Dismissal of criminal complaint of wife is no ground for divorce - if it is not pleaded in divorce petition that the husband suffered mental cruelty due to filing of false complaint; SC.
- 22:30Supreme Court of India
Justice A S Bopanna & Justice R Banumathi & Justice S Abdul Nazeer
The SC {Mangayakarasi v. M. Yuvaraj} holds that a perusal of the judgment of the High Court indicates that there is no reference whatsoever with regard to the evidence based on which the dissolution of marriage had been sought, which had been declined by the Trial Court and the First Appellate Court and whether such consideration had raised any substantial question of law. But the entire consideration has been by placing reliance on the judgment which was rendered in the criminal proceedings and had granted the dissolution of the marriage. It was held that the tenor of the substantial questions of law as framed in the instant case and decision taken on that basis by HC if approved, it would lead to a situation that in every case if a criminal case is filed by one of the parties to the marriage and the acquittal therein would have to be automatically treated as a ground for granting divorce which will be against the statutory provision.
It was held that though a criminal complaint had been lodged by the wife and husband has been acquitted in the said proceedings the basis on which the husband had approached the Trial Court is not of alleging mental cruelty in that regard but with regard to her intemperate behaviour regarding which both the courts below on appreciation of the evidence had arrived at the conclusion that the same was not proved. In that background, it was held that if the judgment of the High Court is taken into consideration, the High Court was not justified in its conclusion.
Further, held the SC can in any event exercise the power under Article 142 of the Constitution of India in appropriate cases for dissolution of marriage. However, in the instant facts, it was held that the parties hail from a conservative background where divorce is considered a taboo and further they have a female child born on 03.01.2007 who is presently aged about 13 years.
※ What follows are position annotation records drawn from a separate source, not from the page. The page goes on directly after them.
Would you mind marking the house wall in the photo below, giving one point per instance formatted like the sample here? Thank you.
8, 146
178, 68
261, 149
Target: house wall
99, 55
It was also held that in a matter where the differences between the parties are not of such magnitude and is in the nature of the usual wear and tear of marital life, the future of the child and her marital prospects are also to be kept in view, and in such circumstance the dissolution of marriage merely because they have been litigating and they have been residing separately for quite some time would not be justified in the present facts, more particularly when the restitution of conjugal rights was also considered simultaneously.
In the present case, the High Court has through the impugned judgment dated 20.07.2018 allowed the appeals, set aside the order for restitution of conjugal rights and dissolved the marriage between the parties herein. It is in that light the appellant wife is before the SC in these appeals.
The SC arrived at the conclusion that the very nature of the substantial questions of law framed by the High Court is not justified and the conclusion reached is also not sustainable, the judgment of the High Court is liable to be set aside.